Offenbach's The Tales of Hoffmann,
reviewed by GIUSEPPE PENNISI
In Jacques Offenbach's Les contes d'Hoffmann, the protagonist (a poet and a would-be womanizer, but with very little luck) tells his love stories to a group of drinking buddies while awaiting his latest conquest, the singer Stella with a lead role in Mozart's Don Giovanni in the nearby theatre. The stories he tells are more bitter than sweet; in each act, he unsuccessfully courts a different woman. When Don Giovanni is over and Stella arrives, the fellow is totally drunk. Of course, she goes out to dinner (and what not) with some other chap. Some time ago, I reviewed the English National Opera / Munich National Theater joint production (Innovative Dramaturgy, 6 August 2012). Last year, a new production began touring small provincial theatres such as those of Pisa, Livorno, Lucca and Novara (Unlucky in Love, 13 February 2014). This season, two additional productions are touring Italy and France. The first started its travels in Rouen. After a stop at the Royal Theatre of Versailles, it is visiting Pavia, Como, Jesi, Cremona and Brescia, for more than thirty performances. The second will debut in Piacenza in January 2015, and after stops in Modena and Reggio Emilia, will reach Toulon and other French cities. There are major economic advantages no doubt in terms of sharing costs and having a larger number of performances.
In this specific case, there is an additional bonus; whilst the Munich staging was quite British and many productions seen in Italy had an Italian flavor, the performance I saw in Jesi on 29 November 2014 was unmistakably French. The director (Frédéric Roels) and set and costumes designers (Bruno de Lavenère and Lionel Lesire) are French, the conductor (Christian Capocaccia) is Italian but with much international experience (including in France) and the main singer (Michael Spadacini) is Belgian but of Italian descent. The others are mainly an international group, mostly trained in the well-known opera school in Como. All had perfect French diction.

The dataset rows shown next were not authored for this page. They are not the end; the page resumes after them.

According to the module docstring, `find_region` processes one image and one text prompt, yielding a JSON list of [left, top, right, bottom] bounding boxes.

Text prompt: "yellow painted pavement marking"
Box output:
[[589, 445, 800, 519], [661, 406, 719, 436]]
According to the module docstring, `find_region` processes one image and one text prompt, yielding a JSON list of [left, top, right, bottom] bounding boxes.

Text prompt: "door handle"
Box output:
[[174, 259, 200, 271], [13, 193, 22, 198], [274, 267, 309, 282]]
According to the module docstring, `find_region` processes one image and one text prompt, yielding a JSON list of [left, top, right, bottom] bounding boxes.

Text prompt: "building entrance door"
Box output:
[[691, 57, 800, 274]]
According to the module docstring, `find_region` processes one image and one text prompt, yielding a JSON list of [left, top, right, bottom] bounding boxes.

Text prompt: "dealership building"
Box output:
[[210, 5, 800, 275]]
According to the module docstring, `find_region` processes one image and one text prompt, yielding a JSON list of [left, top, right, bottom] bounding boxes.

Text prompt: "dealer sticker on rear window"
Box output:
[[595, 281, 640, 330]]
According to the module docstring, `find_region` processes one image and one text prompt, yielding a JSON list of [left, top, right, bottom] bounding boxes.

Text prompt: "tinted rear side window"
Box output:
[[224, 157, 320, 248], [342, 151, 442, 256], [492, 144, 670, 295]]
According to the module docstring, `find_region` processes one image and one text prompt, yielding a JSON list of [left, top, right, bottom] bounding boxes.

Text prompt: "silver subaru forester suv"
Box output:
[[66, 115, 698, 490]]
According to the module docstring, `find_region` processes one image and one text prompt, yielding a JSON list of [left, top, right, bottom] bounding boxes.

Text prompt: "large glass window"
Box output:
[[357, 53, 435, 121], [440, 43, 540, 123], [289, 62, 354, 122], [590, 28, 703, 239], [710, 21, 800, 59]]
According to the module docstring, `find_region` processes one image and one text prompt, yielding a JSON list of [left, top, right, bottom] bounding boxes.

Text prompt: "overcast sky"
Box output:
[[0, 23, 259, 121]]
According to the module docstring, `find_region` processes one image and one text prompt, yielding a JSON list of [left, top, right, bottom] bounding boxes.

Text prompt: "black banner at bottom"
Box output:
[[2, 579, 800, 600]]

Les contes d'Hoffmann should not be confused with the operettas often associated with Offenbach's name. It is a sweet-and-sour apologue about loneliness and passion. Regretfully, the composer died before completing the opera. The three acts are self-contained (and each normally named after the woman Hoffmann is wooing). They are preceded by a short prologue and followed by an equally short epilogue. Normally the director has a certain freedom in the succession of the acts. Whilst the Olympia act has a touch of operetta and requires very agile coloratura and the Giulietta act is pure French melodrama, the Antonia act has music of real tragic passion. Very rarely are they sung by the same soprano, as they require very different vocal textures.
The three main sopranos were young (in their twenties) products of the Como School: Bianca Tognocchi (an Italian coloratura soprano), Maria Mudryak (a Kazak lyric soprano), and Larissa Alice Wissel (a German dramatic soprano). All three were superb. In one of the performances that I did not attend, Larissa Alice Wissel sang all three roles and reportedly acquitted herself very well.
Michael Spadacini took the title role. He is a generous tenor who acts like an acrobat but is accustomed to larger theaters; he ought to have softened his volume and provided a more elegant emission. Abramo Rosalen (in the role of the 'bad guy' taking the women away from Hoffmann) and Alessia Nadin (in the trouser role of the poet's Muse) were perfect.
This was the first time that Les contes d'Hoffmann had been staged in Jesi, and the audience was enthusiastic.